Freitag, 2. Juni 2017
Hummelnase
Hab ich neulich mein Auto gesucht. Wegen alte Dame und gelegentlich bewegen müssen wegen der Gelenke, ihr wisst schon. Also das Auto. Nicht mich. Hab ich das Auto lang gesucht. Weil muss man wissen, dass ich nicht in einer Gegend wohne, wo man sagt, ja schau, wie im Hollywoodfilm: immer ein Platzerl frei vor der Haustür, sondern eher so, dass man jedes Mal ein Kerzlein entzünden möchte, wenn man im Anwohnerareal auf einem Hektar überhaupt sich im Konkurrenzkampf „17 Parkplätze auf 784 Autos“ hat behaupten können. Bin ich also durch die Straßen geirrt und schier verzweifelt, weil hat mir einfach nirgendwo mein strahlend blaues Gefährt zugewinkt, und da kann man dann schon mal stutzig werden, weiß man ja nie, wo der Pole grad sein Unwesen treibt. Schließlich hab ich’s doch gefunden: Beim fünften Vorbeilatschen hat mein Hirn die wohlbekannte Form registriert, die jedoch in sattem Gelb sich präsentierte.

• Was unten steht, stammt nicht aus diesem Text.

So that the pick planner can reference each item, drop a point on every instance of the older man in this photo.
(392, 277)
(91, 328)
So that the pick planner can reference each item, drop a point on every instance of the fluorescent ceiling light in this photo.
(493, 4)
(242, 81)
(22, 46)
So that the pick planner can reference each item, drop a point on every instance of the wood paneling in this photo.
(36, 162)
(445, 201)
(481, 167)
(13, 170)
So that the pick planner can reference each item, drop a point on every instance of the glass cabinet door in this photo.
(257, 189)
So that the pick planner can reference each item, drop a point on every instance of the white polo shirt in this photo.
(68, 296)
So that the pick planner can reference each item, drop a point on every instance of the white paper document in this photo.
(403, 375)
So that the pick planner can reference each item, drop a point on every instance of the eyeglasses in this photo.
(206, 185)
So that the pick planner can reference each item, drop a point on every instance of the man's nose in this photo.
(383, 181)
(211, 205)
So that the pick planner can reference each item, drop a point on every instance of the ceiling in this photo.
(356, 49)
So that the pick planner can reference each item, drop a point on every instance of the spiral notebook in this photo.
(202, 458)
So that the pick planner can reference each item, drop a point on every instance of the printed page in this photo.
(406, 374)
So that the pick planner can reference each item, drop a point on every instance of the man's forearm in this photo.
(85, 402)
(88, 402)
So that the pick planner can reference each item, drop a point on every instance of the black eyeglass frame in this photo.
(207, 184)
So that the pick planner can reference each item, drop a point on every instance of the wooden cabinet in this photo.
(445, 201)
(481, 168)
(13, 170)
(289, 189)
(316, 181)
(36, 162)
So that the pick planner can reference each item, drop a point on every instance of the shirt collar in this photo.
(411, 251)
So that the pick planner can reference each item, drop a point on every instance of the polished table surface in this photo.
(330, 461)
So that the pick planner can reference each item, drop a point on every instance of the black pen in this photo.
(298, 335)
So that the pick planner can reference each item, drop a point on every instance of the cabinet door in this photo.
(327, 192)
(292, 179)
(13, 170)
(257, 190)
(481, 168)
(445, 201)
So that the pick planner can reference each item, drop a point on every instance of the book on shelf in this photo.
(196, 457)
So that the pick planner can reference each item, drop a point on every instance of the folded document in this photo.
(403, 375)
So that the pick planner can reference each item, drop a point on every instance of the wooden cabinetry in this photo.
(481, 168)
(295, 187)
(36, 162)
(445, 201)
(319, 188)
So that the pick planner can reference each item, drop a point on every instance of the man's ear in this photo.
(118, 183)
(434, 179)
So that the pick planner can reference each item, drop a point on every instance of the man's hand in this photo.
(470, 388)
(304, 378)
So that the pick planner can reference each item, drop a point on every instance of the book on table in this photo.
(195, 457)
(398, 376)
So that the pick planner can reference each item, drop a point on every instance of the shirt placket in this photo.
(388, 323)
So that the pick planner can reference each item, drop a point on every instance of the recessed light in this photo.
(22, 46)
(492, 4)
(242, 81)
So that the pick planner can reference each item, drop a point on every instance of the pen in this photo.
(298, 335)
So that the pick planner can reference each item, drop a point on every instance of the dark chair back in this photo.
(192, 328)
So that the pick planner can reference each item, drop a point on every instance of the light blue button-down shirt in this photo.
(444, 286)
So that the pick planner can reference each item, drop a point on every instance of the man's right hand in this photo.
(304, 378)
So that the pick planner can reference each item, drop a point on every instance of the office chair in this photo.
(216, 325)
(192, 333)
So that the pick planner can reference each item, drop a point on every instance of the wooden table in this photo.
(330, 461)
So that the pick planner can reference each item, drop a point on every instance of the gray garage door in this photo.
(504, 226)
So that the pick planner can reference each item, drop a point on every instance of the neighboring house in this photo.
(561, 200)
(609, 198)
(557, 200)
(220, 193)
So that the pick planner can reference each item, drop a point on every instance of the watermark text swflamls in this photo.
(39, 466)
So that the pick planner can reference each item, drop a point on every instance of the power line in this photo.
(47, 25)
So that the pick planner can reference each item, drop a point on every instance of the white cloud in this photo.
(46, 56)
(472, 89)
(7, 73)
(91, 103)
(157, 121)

Mit dem für Notfälle solcher Art neben mehreren Litern Frostschutz im Kofferraum lagernden Besen hab ich die Kiste dann ausgraben können und mit Hilfe von Spritzwasser auch die Frontscheibe erst in ein gelbes, gatschiges Massaker und schließlich halbwegs sichtfrei verwandeln. Mei, hab ich mir gedacht, dieses „Natur“, das ist schon eine schöne Sache. Einmal im Jahr wird uns gezeigt, was wir über den Rest der Tage gar nicht bemerken würden, nämlich, wie schön ein Leben ohne Pollenflug ist. Leg ich das Handy grad für zwei Minuten ab, muss es danach unter den Hochdruckreiniger sowie auch die Hand, die es umfasste. Die Sonnenbrille ist stets mit dem UV-Schutz „plus“ bezogen, in aller Klamotte hängt ein feiner Gelbstich und nicht nur auf meinem Balkontisch wogen sich sanft die gelben Dünen, sondern auch in meiner Wohnung, sprich unter meinen Fußsohlen, sprich kommst mit dem Saubermachen nicht mehr hinterher. Jetzt muss ich sagen: Gottseisgedankt gehör ich nicht zur Fraktion „Heuschnupfen“, diese armen Menschlein, die jetzt statt freudig auf der Frühlingswiese balgend sich im Keller verschanzen und auf den November warten. Jedoch muss ich sagen, auch meine weitestgehend gesunde Nase droht zuweilen einzubrechen, wie eine in den Aalzug gestellte Reuse schaufelt sie die Pollen nur so in sich hinein, dass ich mir vorstell, dass es innen in meiner Nase grad so aussieht wie am feisten Hummelhintern: Pul‘ ich ein bisschen dran herum, kann ich mir frischen Honig auf die Semmel schmieren. Ach, machen Hummeln ja gar nicht. Dann doch lieber Nutella.